Получалась удивительная картина: он всю жизнь верил в бога, служил ему не за страх,
а за совесть, но не бог помог выучить его детей, а государство
и хорошие советские люди. Больше того: атеисты выступают защитниками мира, а в это
время верующий католик Аденауэр, благословясь, подписывает договор с американцами
(опять-таки верующими!) на оснащение западногерманской армии атомным оружием, готовя
человечеству смерть и разрушения.
Где же тут логика? Почему же всевышний не покарает этих преступников за их явное
двуличие?!
Рассуждая таким
образом, он стал более критично относиться к богу и его слугам на земле. Все крепче
задумывался Носко над своей жизнью, все чаще спрашивал себя: "А что
хорошего, полезного людям сделал я за свою долгую трудную жизнь? Плотник строит
дома, землепашец выращивает хлеб, рабочий создает нужные машины, ученый прокладывает
новые пути в науке —всех этих тружеников люди поминают добрым словом, а чем они
помянут меня?".
Обидно и больно
становилось от этих мыслей. Вокруг расцветала жизнь, а он стоит в стороне, как безучастный
наблюдатель. Народ строит свое светлое будущее, а он продолжает сеять мрак и невежество.
Советский летчик побывал в космосе, а ксендз
проповедует, что твердь небесная не подвластна человеку...
После долгих горестных
размышлений над своей жизнью и жизнью католического духовенства Носко решил: хватит!
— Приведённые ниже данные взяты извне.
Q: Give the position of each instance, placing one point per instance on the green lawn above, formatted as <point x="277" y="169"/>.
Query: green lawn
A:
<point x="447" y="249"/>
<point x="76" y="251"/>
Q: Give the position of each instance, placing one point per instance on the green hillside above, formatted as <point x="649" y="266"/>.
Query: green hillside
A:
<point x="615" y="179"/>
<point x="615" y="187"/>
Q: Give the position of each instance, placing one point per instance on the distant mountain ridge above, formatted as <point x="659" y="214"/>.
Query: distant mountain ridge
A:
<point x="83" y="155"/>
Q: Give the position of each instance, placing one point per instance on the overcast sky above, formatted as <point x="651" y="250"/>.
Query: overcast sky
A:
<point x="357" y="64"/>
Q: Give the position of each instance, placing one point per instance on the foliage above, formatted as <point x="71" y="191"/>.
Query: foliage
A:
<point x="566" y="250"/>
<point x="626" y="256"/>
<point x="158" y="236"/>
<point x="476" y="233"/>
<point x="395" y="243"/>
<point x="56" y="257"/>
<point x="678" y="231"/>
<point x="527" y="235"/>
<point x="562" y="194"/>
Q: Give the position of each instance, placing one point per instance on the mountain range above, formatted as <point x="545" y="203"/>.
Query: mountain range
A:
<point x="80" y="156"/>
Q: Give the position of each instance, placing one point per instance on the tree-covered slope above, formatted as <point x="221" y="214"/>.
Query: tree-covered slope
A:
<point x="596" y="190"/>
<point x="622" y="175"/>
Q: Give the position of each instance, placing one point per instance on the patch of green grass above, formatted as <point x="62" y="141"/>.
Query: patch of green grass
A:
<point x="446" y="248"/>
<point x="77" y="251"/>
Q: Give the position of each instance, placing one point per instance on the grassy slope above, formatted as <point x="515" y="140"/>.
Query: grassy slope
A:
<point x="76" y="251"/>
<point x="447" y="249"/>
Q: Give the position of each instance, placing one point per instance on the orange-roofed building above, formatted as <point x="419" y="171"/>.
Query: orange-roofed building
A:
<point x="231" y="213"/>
Больше он не может кривить душой. Он хочет, хотя бы на склоне лет, стать полезным
человеком и чем-то загладить вред, который приносил народу в течение долгих лет.
Второе марта этого
года был самый счастливый день в жизни Викентия Антоновича: в это утро он впервые
переступил порог Волколатской средней школы. Теперь он учит детей пению и музыке,
и радости его нет предела!
Викентий Антонович
также охотно принял предложение партийной организации колхоза руководить художественной
самодеятельностью в клубе.
...Викентий Антонович
выходит на улицу. Его встречают яркое солнце, звонкая капель и птичий гомон.
Старый музыкант,
щуря от обилия света свои выцветшие зеленоватые глаза, оглядывает площадь, раскинувшуюся
перед его домиком. Вон, слева, стоит костел с высокими готическими полукруглыми
окнами и крестом на островерхой двускатной крыше. За двадцать два года службы в
этом костеле Викентий Антонович протоптал тропинку к паперти. Летом дорожка зарастет
травой и одним свидетелем его пустой жизни будет меньше.
Теперь Викентий
Носко протопчет другие тропинки: одну —в школу, что стоит вон там, напротив костела,
а вторую вот сюда, недалеко —в клуб. Отныне его, Викентия Носко, музыка станет радовать
сердца людей, а не зазывать их в церковь.
К. Ларин,
А. Мелешко.
Витебск —Москва".
("Известия",
1961, № 98 (24 апреля, московский вечерний выпуск), с. 6).